Em animais com idade superiores a 5 anos são comuns encontrarmos pontas e deformações nas arcadas proporcionando mal oclusão dos dentes molares (grupo de dentes posteriores ) e incisivos (grupo de dentes anteriores).
Na fase de doma e treinamento é essencial o exame dos dentes pois o conforto promovido pelo tratamento torna o trabalho do treinador e o aprendizado do cavalo mais fácil e menos estressante. Melhorando, por conseqüência, o resultado final.
“Desta forma podemos apontar a grande Importância do exame dos dentes do eqüino neonato ate o sênior”
Todos os cavalos devem ter seus dentes examinados no mínimo uma vez por ano, mesmo sem apresentar sintomas de problemas.

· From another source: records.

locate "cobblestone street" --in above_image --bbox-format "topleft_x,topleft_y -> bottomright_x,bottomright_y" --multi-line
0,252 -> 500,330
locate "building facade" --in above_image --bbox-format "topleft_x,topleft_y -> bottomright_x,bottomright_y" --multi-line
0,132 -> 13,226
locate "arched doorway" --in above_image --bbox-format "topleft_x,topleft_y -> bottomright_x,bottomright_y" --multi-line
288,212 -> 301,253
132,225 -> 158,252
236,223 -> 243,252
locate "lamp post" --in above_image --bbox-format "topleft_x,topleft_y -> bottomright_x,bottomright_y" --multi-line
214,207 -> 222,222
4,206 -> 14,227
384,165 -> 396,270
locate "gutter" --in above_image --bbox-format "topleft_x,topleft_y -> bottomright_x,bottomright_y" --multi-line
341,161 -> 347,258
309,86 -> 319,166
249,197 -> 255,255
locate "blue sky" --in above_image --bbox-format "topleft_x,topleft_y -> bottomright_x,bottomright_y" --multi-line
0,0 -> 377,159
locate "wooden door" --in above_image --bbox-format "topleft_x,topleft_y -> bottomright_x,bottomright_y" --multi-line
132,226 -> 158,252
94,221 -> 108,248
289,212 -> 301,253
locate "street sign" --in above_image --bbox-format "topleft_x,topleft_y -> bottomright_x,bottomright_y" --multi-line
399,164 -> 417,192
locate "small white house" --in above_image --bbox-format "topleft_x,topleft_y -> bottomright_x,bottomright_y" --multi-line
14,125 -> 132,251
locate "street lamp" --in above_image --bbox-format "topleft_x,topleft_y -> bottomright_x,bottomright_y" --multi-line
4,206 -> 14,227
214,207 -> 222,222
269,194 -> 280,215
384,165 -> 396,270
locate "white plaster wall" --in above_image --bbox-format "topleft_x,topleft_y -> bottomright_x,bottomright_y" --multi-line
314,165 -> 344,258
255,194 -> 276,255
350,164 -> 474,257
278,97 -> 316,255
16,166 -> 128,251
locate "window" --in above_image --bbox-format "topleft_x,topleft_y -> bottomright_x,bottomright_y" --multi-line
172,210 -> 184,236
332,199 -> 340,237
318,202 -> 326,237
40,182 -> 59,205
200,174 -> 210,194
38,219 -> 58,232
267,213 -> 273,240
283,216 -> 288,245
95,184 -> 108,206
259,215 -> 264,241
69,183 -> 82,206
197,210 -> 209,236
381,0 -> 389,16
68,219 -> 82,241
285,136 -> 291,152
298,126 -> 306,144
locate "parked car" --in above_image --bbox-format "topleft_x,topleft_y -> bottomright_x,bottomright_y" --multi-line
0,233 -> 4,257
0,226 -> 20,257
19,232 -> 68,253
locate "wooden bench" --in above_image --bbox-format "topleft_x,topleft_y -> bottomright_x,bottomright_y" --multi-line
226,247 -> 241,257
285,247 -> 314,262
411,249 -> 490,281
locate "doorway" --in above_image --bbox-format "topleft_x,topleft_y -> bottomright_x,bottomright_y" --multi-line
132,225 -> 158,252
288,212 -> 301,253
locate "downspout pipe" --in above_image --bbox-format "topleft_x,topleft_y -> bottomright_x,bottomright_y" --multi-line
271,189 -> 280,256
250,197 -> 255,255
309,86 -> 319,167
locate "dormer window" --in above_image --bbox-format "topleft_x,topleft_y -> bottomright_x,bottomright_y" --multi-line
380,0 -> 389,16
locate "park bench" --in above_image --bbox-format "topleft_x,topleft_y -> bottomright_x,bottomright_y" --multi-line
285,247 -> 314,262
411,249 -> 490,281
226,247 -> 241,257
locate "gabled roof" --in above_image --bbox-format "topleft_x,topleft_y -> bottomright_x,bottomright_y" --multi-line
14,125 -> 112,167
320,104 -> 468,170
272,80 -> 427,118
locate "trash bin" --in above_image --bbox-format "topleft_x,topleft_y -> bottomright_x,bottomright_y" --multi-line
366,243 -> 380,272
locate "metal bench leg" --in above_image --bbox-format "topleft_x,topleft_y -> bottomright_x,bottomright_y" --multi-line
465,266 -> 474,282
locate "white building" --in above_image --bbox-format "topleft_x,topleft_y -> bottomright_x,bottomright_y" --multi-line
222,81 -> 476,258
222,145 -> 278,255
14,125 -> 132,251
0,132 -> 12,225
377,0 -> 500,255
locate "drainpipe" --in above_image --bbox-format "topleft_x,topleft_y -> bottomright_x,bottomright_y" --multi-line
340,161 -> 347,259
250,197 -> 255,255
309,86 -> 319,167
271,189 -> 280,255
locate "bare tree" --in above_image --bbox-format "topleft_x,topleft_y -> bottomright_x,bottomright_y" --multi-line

Quando o cavalo preciso de exame dos dentes:
•  Perda de peso.
•  Dificuldade de engordar.
•  Incomodo com a embocadura,
•  puxão nas rédeas
•  abaixa e levanta a cabeça com freqüência durante a montaria .
•  balança a cabeça de um lado para o outro
•  relutância com agressividade
•  Derrame de ração fora do cocho
•  Lentidão na mastigação e deglutição.
•  Deposição do alimento dentro da boca
•  Dificuldade da apreensão do alimento
•  Cólicas recorrentes
•  Fibras de capim longas e grãos não quebrados nas fezes
•  Descarga nasal
•  Aumento de volume na cara
•  Fistulas facial.
•  Problemas considerados de temperamento ou doma

Cavalos que tem acompanhamento dos seus dentes periodicamente possuem melhor mastigação e digestão, apresentam uma considerável melhora no aproveitamento dos alimentos diminuindo o risco de cólica.
Percebesse conforto nas rédeas, regularidades de andamento e manobras.
A odontologia favorece melhoras notáveis nos animais, nos aspectos nutricionais e comportamentais, promovendo uma boa saúde e melhor desempenho dentro de suas atividades eqüestres. Sem contar o aumento da longevidade e vida útil.
Os exames e as correções dos dentes só devem ser feitos por um Médico Veterinário especializado ele saberá quais técnicas e equipamentos a serem utilizados, tipos de sedação e anestesia referente a cada caso em particular. Intervenções inadequadas poderão causar traumas e danos irreparáveis aos dentes, articulações e de todo conjunto relacionado à mastigação.

Além disso, os dentes são elementos principais pra conseguir determinar, com segurança, a idade aproximada, dos cavalos.

A avaliação da idade é importante, pois, muitos animais não têm registro oficial e, são negociados a base da idade aproximada.

O cavalo adulto possui 40 dentes e a égua 36, normalmente, assim distribuídos:
12 incisivos
6 superiores
6 inferiores
4 caninos, em geral ausentes na fêmea
24 molares distribuídos igualmente nas duas arcadas.
O potro, macho ou fêmea, apresenta apenas 24 dentes, todos caducos.
12 incisivos
12 molares

Os dentes de leite são menores e mais brancos que os dentes permanentes e possuem um colo ou linha de estrangulamento em seu terço médio. 
Com o desgaste, devido à mastigação, os dentes também mudam seu arco incisivo que, visto de perfil, é arredondado no animal jovem e vai se tornando alongado à medida que o animal envelhece.